In der Bundeshauptstadt Wien mit etwas mehr als der Hälfte der binnen 24 Stunden in Österreich registrierten SARS-CoV-2-Infektionen (203 von 395; Anm.) wurden bis Samstagfrüh bisher insgesamt 7.777 positive Testergebnisse registriert. Die Zahl der mit dem Virus in Zusammenhang stehenden Todesfälle betrug unverändert 210. 5.841 Personen sind genesen, teilten die Wiener Behörden Samstagvormittag mit.
 
"Auch weiterhin verfolgt Wien eine strikte Test-Strategie. In der vergangenen Woche wurden in Wien durchschnittlich 3.565 Testungen täglich durchgeführt", hieß es in einer Aussendung. Im Sieben-Tages-Vergleich pro 100.000 Einwohner liege Wien mit der Anzahl an positiv Getesteten mit 39,5 hinter Wels (53,5), Innsbruck (44,7) und Kufstein (42,9).
 
Die täglich bestätigten Neuinfektionen mit SARS-CoV-2 sind allerdings nur ein Aspekt. Freitagnachmittag hatte die Agentur für Gesundheit und Ernährungssicherheit (AGES) die epidemiologische Auswertung für die vorangegangenen 13 Tage publiziert. Demnach ist die effektive Reproduktionszahl des Coronavirus - wieviele Menschen steckt im Durchschnitt ein Betroffener an - in Österreich für den Zeitraum von 14. bis 26. August auf 1,14 gesunken. Im vorangegangenen Vergleichszeitraum hatte sie noch 1,31 betragen.

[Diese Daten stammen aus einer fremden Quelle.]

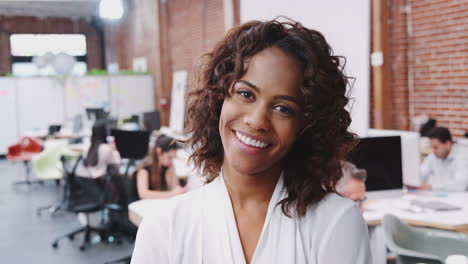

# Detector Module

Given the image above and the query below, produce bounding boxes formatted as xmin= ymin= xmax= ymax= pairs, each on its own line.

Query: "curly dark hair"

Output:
xmin=186 ymin=19 xmax=357 ymax=217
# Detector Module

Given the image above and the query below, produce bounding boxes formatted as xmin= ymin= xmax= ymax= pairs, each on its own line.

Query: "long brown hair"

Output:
xmin=186 ymin=20 xmax=357 ymax=216
xmin=139 ymin=135 xmax=179 ymax=191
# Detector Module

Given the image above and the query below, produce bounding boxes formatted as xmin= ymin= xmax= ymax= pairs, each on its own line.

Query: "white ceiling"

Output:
xmin=0 ymin=0 xmax=99 ymax=19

Tägliche Steigerungsrate reduzierte sich

Auch die tägliche Steigerungsrate bei den Neuinfektionen reduzierte sich wieder auf geschätzte 1,4 Prozent. Zwischen dem 7. und dem 19. August war sie bei 9,9 Prozent gelegen. Für das Burgenland weist die Statistik in etwa eine Reproduktionszahl von zuletzt etwa 1,3 (ähnlich die Steiermark) aus, in Kärnten sind es etwa 0,8. Niederösterreich dürfte bei 1,2 liegen, ganz ähnlich wie Oberösterreich, Salzburg hingegen bei einem Pegel von um 1,0. Für Tirol ließ sich der Wert aufgrund technischer Probleme nicht errechnen. Vorarlberg hatte zuletzt eine Reproduktionszahl von etwa 1,0. Auch in Wien ging die Reproduktionszahl für SARS-CoV-2 auf etwa 1,2 zurück.
 
Die Reproduktionszahl gibt einen Hinweis über die Entwicklung der Verbreitung eines Krankheitserregers. Ein Wert von 1,0 würde einem Gleichbleiben der Situation - egal auf welchem Niveau - entsprechen. Werte unter 1,0 weisen auf eine rückläufige Tendenz hin.
 
Die Experten um AGES-Epidemiologin Daniela Schmid mit Fachleuten der TU Graz stellten zu der Entwicklung fest: "Die rückläufige beziehungsweise stabile Entwicklung der effektiven Reproduktionszahl von Kärnten, Niederösterreich, Oberösterreich, Salzburg, Steiermark, Vorarlberg und Wien ist auf eine Entspannung des Auftretens von Reise-assoziierten Infektionen zurückzuführen. Die Anzahl der täglich neudiagnostizierten Fälle befindet sich aber weiterhin auf einem erhöhten Niveau."